Stand Together Fellowship
- Named after: Charles Koch
- Predecessor: Charles Koch Institute
- Formation: 2011; 15 years ago
- Type: 501(c)3
- Tax ID no.: 27-4967732
- Headquarters: Arlington, Virginia, United States
- Region served: United States
- Chairman: Charles Koch
- President: Brian Hooks
- Revenue: $8.33 million (2024)
- Expenses: $2.98 million (2024)
- Endowment: $446 million
- Website: www.charleskochinstitute.org

= Stand Together Fellowship =

Libertarian-oriented public policy research organization

Stand Together Fellowship, formerly known as the Charles Koch Institute is a libertarian-oriented public policy research, programming, grant-making, and fellowship-funding organization based in Virginia. Charles Koch is the group's founder and primary financier. Stand Together Fellowship pursues free market economic policies and a non-interventionist foreign policy that has been characterized as anti-neoconservative.

==History==
The Charles Koch Institute was established in 2011 and housed in a building shared with the Charles Koch Foundation. According to Charles Koch, the institute is the beneficiary of a majority of his personal political donations, or those separate from what originates from Koch Industries.

==Governance==
The institute is governed by a board of directors composed of Charles Koch, Chase Koch, Elizabeth Koch, and Richard Fink. Its president is Brian Hooks.

===Domestic policy===
According to the organization, it funds "research that furthers an understanding of how cronyism and corporate welfare affect individual and societal well-being".

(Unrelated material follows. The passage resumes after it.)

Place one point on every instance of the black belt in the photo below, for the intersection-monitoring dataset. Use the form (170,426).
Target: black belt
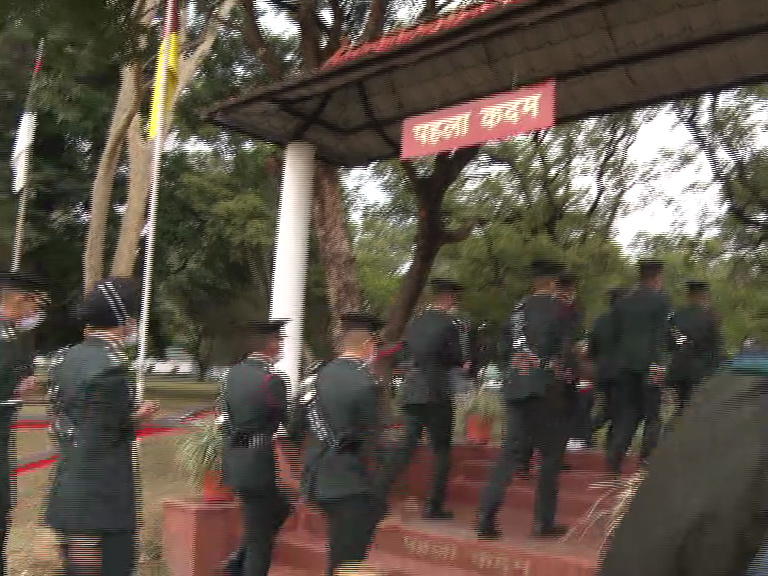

In 2015, the organization partnered with the American Civil Liberties Union to study the implications of legislation limiting asset forfeiture in New Mexico. The institute has also developed a Prison Entrepreneurship Program that sponsors business classes and a business plan competition for U.S. prison inmates.

===Foreign policy===
The institute finances research, forums, and speaking tours regarding U.S. foreign policy, describing its worldview as one that "emphasizes the need to defend our territorial integrity from aggression, promote free trade, peacefully engage with the world, and serve as an exemplar of liberal values".

In 2016, The Intercept described the institute's foreign policy agenda as emblematic of "how foreign policy no longer neatly aligns with party politics", observing one event the organization hosted that appeared more like "a left-wing anti-war rally than a gathering hosted by a longtime right-wing institution". The same year it hosted a conference headlined by Chas Freeman, Stephen Walt, and John Mearsheimer.

===Professional education===
According to the organization, it underwrites several professional education programs, including the Koch Associate Program, a fellowship which funds the placement of selected applicants into management positions at partner organizations, which include the Acton Institute, the Regulatory Studies Center at George Washington University, the James Madison Institute, and others.